Com a minha idade já não vai ser preciso, Paulo. Mas imagina que tinha começado com isto muitos anos antes! Então, sim, é que teria de arranjar outra casa. Por outro lado, não conseguiria deixar umas coisas aqui e outras lá. Teria de mudar tudo para uma casa maior, teria de ter tudo junto. Não consigo ver as minhas coisas separadas. Nem conseguiria separar-me delas. E então teria outro problema: a mudança de tudo isto. (pausa) Gostava de morrer aqui entre as coisas.

Só que o seu corpo poderia apodrecer aqui, sem que ninguém desse por isso!

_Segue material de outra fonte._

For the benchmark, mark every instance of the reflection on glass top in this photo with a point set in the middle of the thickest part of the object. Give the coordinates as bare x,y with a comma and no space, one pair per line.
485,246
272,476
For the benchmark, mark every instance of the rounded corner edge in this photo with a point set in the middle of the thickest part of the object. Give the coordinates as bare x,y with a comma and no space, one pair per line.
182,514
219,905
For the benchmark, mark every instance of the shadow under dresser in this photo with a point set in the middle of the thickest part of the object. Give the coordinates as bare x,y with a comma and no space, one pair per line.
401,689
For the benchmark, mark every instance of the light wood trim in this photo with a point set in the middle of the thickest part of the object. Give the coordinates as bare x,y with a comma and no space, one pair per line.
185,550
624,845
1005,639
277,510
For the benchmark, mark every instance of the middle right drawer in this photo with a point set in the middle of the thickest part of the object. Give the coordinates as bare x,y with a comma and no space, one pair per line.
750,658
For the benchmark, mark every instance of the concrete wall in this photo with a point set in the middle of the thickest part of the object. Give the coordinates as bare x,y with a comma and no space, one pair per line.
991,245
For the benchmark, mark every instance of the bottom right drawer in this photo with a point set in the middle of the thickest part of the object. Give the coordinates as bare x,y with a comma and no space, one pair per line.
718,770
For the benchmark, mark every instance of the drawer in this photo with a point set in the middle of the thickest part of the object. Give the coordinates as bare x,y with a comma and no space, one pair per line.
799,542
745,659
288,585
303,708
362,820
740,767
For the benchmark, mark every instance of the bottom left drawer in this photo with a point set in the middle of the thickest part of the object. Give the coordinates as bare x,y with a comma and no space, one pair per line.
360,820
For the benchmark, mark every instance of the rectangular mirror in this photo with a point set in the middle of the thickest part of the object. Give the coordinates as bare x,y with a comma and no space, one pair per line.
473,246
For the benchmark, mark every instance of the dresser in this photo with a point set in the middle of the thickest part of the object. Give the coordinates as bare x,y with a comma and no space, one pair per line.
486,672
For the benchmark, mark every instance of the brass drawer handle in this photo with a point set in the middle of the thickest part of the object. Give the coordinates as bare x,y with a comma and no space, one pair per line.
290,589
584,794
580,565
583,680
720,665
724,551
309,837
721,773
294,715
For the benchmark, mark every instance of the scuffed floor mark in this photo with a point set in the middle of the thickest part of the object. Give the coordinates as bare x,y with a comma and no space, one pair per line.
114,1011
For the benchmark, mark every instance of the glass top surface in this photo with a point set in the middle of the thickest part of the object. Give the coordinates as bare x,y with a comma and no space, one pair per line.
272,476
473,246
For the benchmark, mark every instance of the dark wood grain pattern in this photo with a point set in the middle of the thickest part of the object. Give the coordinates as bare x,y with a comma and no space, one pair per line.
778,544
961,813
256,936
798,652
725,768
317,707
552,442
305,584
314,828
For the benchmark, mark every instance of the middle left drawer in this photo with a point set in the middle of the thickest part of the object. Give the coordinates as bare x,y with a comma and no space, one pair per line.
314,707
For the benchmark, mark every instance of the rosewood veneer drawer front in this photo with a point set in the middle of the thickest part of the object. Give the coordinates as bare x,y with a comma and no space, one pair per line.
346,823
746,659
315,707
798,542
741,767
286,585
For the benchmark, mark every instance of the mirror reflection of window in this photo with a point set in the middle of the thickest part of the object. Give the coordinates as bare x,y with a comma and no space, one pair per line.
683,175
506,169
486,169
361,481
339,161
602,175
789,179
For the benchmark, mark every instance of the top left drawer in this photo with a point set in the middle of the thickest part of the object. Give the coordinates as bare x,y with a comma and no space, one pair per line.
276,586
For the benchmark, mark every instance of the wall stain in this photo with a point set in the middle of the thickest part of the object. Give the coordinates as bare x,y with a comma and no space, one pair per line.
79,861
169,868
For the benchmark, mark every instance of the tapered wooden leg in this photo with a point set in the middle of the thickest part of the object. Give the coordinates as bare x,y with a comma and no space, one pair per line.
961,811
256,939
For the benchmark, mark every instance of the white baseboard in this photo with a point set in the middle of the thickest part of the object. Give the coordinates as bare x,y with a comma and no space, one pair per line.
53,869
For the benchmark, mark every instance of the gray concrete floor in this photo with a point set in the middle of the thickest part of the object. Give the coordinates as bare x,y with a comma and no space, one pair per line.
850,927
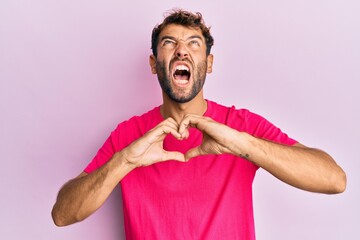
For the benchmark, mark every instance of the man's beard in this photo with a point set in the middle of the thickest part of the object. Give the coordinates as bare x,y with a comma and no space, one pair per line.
179,96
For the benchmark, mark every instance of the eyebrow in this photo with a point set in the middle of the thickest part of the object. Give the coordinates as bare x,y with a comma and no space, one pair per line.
175,39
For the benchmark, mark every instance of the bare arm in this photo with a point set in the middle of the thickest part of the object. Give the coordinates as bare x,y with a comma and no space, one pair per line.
83,195
302,167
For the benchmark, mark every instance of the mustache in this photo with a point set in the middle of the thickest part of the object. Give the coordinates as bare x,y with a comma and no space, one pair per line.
176,59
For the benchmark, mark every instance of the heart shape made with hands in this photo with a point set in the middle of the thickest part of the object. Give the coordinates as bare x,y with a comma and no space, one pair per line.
148,149
212,131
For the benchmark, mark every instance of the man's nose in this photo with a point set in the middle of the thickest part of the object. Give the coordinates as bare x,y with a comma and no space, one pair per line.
181,51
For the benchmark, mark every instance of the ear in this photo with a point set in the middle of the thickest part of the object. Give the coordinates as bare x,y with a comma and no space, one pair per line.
152,61
209,60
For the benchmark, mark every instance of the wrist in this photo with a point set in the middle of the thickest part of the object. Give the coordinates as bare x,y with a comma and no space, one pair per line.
121,160
243,145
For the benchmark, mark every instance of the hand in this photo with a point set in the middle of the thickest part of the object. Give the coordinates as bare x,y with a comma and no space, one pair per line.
148,149
217,138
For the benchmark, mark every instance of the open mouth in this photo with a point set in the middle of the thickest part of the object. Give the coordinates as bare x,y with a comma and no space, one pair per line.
181,74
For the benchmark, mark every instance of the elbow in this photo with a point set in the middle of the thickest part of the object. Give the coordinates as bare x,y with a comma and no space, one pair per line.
338,183
58,218
58,221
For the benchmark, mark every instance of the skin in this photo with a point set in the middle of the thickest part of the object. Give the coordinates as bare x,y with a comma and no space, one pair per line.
300,166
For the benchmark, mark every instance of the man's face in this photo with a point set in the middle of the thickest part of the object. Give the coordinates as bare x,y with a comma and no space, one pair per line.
181,63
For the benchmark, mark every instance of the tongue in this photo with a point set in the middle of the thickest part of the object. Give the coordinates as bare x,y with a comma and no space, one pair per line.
181,75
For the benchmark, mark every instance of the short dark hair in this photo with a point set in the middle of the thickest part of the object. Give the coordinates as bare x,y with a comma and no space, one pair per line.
183,18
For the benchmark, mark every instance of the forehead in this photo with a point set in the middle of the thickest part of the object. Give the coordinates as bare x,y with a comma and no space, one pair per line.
180,32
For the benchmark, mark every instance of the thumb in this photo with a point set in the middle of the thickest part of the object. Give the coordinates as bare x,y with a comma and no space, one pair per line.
194,152
178,156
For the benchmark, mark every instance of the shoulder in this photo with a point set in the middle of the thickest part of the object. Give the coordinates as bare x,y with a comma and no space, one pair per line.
231,115
131,129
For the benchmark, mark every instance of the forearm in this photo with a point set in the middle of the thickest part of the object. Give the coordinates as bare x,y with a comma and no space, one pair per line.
82,196
305,168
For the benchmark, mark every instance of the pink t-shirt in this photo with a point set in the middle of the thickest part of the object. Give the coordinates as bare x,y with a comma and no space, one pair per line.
209,197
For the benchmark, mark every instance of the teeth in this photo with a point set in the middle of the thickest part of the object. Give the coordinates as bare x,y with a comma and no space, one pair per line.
182,67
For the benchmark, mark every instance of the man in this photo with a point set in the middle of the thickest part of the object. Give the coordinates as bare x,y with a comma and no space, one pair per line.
186,167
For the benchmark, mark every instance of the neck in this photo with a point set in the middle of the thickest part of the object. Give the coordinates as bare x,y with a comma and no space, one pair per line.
177,111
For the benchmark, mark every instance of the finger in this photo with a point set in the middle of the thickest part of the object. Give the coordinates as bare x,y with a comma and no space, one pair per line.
194,152
187,122
178,156
160,132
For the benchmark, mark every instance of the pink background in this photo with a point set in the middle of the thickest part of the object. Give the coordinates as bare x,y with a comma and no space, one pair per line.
71,70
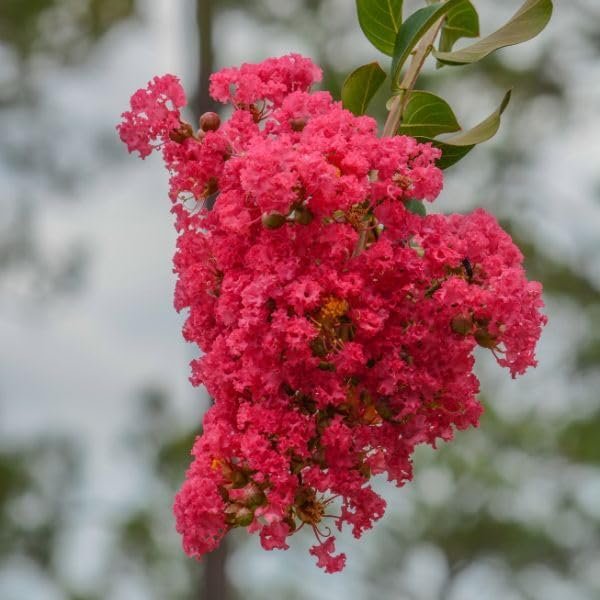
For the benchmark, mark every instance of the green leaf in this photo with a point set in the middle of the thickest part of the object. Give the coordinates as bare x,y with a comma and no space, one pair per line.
461,22
426,114
416,207
413,29
527,22
360,87
458,146
380,21
450,154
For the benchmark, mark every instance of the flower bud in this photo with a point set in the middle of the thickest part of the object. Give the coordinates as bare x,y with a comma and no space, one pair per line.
298,124
485,339
210,121
273,220
303,216
461,325
244,517
183,132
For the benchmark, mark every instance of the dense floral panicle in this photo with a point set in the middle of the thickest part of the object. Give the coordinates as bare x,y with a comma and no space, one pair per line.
154,114
337,328
271,80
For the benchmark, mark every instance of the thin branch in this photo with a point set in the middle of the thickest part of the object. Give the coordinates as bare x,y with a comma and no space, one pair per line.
410,79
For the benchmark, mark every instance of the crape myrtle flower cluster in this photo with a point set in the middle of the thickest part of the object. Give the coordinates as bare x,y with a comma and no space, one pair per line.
337,328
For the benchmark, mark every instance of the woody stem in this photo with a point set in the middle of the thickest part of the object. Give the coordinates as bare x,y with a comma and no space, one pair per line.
410,79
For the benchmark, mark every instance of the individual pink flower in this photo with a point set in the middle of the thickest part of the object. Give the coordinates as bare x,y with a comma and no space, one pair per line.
337,329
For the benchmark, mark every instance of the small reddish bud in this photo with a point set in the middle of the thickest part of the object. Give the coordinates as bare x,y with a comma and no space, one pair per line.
461,325
303,216
485,339
298,124
210,121
273,220
183,132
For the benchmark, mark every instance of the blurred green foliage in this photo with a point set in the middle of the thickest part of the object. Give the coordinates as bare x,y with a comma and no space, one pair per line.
38,481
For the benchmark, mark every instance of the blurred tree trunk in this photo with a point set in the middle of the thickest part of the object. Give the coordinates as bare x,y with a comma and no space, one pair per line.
205,19
214,585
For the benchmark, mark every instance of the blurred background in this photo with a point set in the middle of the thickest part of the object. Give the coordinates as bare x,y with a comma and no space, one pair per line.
96,414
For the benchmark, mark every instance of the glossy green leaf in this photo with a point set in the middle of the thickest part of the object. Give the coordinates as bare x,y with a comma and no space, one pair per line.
360,87
416,207
380,21
458,146
461,22
426,114
527,22
413,29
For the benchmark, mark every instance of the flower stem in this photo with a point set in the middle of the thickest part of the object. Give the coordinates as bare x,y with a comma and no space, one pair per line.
410,78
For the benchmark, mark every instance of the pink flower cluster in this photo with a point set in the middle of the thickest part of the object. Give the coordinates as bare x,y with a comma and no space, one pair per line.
337,328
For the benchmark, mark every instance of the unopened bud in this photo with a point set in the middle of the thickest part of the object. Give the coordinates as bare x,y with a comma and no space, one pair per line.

Era bonito! Tornava-me eu mesmo parte da colecção, parte do amontoado de coisas.

O Karadeniz não tem mais nenhum familiar vivo, para além do seu filho?

Não! Fui filho único e os outros parentes há décadas que não sei deles. Como o meu filho não vai precisar do meu dinheiro, nem sequer o vai querer, gasto o dinheiro nestas coisas e nas viagens que faço, que agora já vão sendo poucas. Quase ninguém sabe de mim, no mundo inteiro. Julgo que nasci para ser tudo o que quisesse, desde que não fosse conhecido, desde que passasse completamente despercebido. Comecei por matar pessoas e gostava de acabar entre estas coisas que ninguém quer.

Mas há muita grandeza na sua vida, Karadeniz!

Muita grandeza, como assim!?

Você deixa de matar pessoas pelo ódio aos animais, que passa a matar, e acaba por encontrar o amor, a paixão entre as coisas que ninguém guarda, que ninguém quer, nessa sua obra de arte, como por vezes lhe chama. Não vê grandeza nisso? Você foi sempre exemplar em tudo o que fez!

Uma coisa é certa e, se bem te percebo, tens razão, vivi sempre nos limites do humano. Se isso é uma grandeza, já não sei.